IMP 8 and WIND It has become a common practice to compare the GEOTAIL observations with the solar wind and IMF monitored by IMP 8 or WIND in studying the causative processes of the phenomena observed in the magnetotail.

In addition, a systematic study has been made on the modification of the solar wind flow and IMF due to interaction with the magnetosphere. For this purpose, GEOTAIL observations in the magnetosheath are compared with the WIND observations in the upstream solar wind, and the effect of draping and tension of the magnetic field lines has been identified. It has been found that the enhancement of magnetosheath flow speed due to magnetic tension are not faster than the solar wind. Flows significantly faster than the solar wind have been observed, but are attributed to dynamic processes at the magnetopause [Petrinec et al., 1996].

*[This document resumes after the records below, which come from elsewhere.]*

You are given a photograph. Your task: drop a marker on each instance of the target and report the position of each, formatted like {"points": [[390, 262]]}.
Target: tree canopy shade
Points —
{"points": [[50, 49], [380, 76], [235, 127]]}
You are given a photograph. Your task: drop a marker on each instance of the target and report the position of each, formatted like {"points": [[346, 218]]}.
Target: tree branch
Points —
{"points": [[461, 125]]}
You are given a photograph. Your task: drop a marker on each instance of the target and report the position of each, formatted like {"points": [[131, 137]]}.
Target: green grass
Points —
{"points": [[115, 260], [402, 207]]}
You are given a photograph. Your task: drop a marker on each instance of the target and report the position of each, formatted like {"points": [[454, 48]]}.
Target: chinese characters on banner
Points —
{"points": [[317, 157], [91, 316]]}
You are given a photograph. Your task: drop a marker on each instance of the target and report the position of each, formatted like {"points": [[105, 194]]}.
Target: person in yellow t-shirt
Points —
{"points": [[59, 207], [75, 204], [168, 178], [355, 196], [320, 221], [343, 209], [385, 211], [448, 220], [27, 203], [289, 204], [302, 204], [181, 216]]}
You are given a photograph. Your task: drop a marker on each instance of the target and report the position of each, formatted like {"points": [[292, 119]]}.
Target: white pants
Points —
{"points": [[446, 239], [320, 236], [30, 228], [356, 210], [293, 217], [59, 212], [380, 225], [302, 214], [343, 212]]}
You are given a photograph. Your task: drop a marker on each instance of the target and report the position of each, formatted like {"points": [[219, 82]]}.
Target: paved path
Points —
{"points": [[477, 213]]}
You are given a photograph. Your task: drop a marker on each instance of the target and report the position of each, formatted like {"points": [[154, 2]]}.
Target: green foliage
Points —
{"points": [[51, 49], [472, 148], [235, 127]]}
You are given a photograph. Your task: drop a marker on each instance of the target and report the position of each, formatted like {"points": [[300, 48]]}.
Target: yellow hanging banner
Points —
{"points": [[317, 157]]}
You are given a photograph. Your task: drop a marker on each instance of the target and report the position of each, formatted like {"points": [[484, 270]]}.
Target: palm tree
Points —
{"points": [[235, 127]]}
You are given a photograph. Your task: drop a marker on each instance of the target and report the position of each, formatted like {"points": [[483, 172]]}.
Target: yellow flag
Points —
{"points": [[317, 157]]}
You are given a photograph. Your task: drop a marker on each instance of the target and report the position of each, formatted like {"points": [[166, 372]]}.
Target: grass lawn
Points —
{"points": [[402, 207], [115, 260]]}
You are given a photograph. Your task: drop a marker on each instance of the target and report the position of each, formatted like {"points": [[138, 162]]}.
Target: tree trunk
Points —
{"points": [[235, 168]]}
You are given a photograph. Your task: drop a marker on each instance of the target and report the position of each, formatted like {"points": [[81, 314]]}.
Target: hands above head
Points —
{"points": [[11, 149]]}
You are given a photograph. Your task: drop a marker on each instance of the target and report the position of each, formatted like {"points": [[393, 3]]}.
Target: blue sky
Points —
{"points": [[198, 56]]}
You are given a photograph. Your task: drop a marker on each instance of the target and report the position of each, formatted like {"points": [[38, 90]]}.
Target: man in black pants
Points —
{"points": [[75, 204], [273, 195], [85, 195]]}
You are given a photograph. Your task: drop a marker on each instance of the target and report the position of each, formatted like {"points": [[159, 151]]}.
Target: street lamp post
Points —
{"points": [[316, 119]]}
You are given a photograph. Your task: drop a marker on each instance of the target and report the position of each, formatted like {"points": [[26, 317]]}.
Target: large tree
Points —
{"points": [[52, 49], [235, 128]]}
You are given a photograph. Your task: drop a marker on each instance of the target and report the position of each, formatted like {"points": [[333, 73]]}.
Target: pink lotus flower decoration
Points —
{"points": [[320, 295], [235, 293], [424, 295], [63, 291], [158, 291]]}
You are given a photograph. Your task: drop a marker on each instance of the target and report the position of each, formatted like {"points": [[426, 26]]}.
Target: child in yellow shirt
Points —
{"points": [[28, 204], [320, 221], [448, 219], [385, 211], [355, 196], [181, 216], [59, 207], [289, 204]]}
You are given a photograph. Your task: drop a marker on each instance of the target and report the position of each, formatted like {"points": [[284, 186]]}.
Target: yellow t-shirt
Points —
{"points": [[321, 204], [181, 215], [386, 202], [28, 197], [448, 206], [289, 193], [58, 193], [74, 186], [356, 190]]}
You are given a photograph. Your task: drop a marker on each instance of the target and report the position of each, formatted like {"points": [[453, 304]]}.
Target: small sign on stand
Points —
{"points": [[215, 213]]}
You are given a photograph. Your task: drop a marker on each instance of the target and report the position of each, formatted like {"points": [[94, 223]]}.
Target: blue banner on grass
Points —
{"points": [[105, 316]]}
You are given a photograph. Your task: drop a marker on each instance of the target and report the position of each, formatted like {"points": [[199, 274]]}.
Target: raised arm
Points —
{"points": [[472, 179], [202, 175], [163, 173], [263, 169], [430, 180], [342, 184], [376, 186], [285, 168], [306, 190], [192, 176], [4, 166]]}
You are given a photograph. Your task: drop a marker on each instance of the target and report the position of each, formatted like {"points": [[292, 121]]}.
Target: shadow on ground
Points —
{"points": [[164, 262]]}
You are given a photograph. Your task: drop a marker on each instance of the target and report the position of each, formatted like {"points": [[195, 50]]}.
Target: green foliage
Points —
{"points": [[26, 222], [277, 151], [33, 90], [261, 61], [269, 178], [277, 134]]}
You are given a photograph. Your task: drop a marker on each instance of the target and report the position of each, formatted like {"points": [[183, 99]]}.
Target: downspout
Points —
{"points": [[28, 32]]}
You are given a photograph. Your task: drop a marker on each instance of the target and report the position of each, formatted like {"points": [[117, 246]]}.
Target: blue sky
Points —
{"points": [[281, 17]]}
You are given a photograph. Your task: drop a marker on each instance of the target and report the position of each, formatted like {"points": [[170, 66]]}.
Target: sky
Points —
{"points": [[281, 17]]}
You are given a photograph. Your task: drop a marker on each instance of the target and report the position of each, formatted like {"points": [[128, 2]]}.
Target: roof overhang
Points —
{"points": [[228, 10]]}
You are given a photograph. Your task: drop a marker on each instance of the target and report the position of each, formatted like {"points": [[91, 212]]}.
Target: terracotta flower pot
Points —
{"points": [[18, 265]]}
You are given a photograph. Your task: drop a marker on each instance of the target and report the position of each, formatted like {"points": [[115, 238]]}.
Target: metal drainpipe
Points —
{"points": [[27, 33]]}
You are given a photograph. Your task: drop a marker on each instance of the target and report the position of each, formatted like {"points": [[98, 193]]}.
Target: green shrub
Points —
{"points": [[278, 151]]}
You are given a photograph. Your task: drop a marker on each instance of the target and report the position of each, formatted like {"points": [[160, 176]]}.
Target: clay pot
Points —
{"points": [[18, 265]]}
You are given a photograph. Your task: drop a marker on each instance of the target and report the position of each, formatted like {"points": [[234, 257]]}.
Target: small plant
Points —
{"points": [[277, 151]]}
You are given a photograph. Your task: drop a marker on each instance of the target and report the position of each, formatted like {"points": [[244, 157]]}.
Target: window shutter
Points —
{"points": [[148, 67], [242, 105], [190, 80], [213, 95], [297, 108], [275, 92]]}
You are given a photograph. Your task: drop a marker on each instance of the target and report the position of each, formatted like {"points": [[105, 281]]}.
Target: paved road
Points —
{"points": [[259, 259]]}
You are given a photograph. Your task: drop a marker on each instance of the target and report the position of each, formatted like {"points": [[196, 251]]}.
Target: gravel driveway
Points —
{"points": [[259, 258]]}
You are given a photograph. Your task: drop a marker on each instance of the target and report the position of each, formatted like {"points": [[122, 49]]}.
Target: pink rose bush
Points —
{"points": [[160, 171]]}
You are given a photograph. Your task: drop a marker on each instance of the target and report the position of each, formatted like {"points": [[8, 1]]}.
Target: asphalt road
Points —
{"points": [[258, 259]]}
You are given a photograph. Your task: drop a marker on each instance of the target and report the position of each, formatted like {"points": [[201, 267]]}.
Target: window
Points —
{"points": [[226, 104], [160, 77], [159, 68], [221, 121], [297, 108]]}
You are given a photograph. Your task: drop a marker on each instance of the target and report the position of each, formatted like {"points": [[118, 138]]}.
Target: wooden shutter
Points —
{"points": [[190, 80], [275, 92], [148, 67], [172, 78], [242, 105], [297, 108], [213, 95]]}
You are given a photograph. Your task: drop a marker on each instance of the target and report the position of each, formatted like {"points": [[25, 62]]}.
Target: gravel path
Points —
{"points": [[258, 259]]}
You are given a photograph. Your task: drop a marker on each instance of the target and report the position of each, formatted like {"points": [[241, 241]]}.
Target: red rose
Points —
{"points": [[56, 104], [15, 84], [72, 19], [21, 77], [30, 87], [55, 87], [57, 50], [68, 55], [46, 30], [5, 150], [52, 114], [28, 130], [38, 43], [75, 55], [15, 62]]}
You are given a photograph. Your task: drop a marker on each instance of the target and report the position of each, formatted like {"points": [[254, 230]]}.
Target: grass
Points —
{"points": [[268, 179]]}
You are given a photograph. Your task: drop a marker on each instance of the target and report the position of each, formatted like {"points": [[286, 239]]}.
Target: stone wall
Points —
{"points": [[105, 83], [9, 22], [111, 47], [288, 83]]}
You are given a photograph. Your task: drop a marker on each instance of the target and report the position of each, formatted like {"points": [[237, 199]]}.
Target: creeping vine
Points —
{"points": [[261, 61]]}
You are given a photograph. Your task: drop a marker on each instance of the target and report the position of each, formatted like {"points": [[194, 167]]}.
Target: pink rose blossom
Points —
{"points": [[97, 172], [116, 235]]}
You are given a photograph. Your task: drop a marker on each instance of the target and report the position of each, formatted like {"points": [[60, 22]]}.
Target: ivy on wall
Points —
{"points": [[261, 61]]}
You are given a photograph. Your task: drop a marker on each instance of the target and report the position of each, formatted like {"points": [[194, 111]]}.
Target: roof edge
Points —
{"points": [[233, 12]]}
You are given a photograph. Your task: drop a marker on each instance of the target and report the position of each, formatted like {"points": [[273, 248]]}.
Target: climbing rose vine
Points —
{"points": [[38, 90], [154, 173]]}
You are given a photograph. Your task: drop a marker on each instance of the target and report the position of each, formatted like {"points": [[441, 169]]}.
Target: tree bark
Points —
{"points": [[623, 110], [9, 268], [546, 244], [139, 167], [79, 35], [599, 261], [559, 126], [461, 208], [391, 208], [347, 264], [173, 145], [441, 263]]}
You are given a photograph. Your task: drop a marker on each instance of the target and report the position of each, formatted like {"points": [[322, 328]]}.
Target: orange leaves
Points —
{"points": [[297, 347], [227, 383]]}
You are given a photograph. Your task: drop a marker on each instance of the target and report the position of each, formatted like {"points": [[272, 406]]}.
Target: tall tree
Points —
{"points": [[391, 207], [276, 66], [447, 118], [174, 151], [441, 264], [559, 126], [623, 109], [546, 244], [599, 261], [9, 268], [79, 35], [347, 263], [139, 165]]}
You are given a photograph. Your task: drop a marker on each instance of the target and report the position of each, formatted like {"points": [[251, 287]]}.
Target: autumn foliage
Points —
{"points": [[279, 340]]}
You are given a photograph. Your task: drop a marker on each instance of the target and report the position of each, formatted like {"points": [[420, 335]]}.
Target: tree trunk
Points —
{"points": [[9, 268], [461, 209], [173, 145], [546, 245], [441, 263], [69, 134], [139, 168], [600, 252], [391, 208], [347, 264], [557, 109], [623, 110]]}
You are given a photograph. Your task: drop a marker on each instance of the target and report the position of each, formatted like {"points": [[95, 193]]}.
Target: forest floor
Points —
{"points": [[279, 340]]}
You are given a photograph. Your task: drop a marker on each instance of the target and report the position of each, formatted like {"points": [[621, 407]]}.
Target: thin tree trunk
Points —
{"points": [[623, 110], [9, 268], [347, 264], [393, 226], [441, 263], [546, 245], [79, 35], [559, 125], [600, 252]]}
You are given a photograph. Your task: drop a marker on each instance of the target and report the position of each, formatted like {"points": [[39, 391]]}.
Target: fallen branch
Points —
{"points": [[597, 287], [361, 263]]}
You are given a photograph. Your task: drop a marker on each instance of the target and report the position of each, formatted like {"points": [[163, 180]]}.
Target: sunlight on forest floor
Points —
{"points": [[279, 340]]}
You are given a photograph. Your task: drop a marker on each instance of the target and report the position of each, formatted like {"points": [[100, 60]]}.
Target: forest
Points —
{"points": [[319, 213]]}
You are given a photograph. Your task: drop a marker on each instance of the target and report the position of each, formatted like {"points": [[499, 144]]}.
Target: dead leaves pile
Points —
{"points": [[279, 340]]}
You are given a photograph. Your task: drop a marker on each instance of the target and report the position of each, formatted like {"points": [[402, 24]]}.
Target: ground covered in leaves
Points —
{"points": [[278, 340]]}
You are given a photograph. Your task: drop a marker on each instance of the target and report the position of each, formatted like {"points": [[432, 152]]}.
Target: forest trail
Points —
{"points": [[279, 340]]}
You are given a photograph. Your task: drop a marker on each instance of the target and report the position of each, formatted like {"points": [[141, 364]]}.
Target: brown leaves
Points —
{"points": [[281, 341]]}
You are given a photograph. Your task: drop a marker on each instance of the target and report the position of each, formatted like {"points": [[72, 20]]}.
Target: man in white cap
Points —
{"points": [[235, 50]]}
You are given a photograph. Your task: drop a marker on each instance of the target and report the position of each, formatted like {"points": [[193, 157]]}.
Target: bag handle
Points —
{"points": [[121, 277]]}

Akebono:  The observations by the polar-orbiting satellite Akebono have provided complementary information on the low-altitude (at the heights of several to ten thousand km) counterpart of the magnetotail process. It has been demonstrated that IMF By produces asymmetries in the ionospheric convection and in the plasma entry into the tail in a consistent manner [Fujimoto et al., 1996d]. The relation between the dawn-to-dusk electric fields observed in the distant tail and at low altitudes is being studied [Matsuoka et al., in preparation].

Interball/Tail:  GEOTAIL and INTERBALL/TAIL represent a complementary set of spacecraft for the magnetotail study since INTERBALL/TAIL is often in the tail lobe while GEOTAIL is designed to be in the plasma sheet most of the time. The collaboration between these missions has been organized by IACG, and some initial results are presented in this Symposium [Mukai et al, 1996b].

It is anticipated that the comparison with the POLAR observations will be actively conducted in the coming years.


The design limit of the eclipse period of GEOTAIL is 2 hours. Until now this limit has been kept by a series of the orbit correction maneuvers. Since the onboard fuel will be almost completely consumed by the end of 1997, some of the eclipses after spring 1998 will be longer than the design limit. However, ongoing studies show that the spacecraft can stand the eclipses that are expected to exceed 2 hours only by 30 min at most. It is anticipated therefore that an extensive data base of the magnetotail as well as the dayside magnetopause region will be obtained for both quiet and active solar conditions by a continuing operation of GEOTAIL into the next century.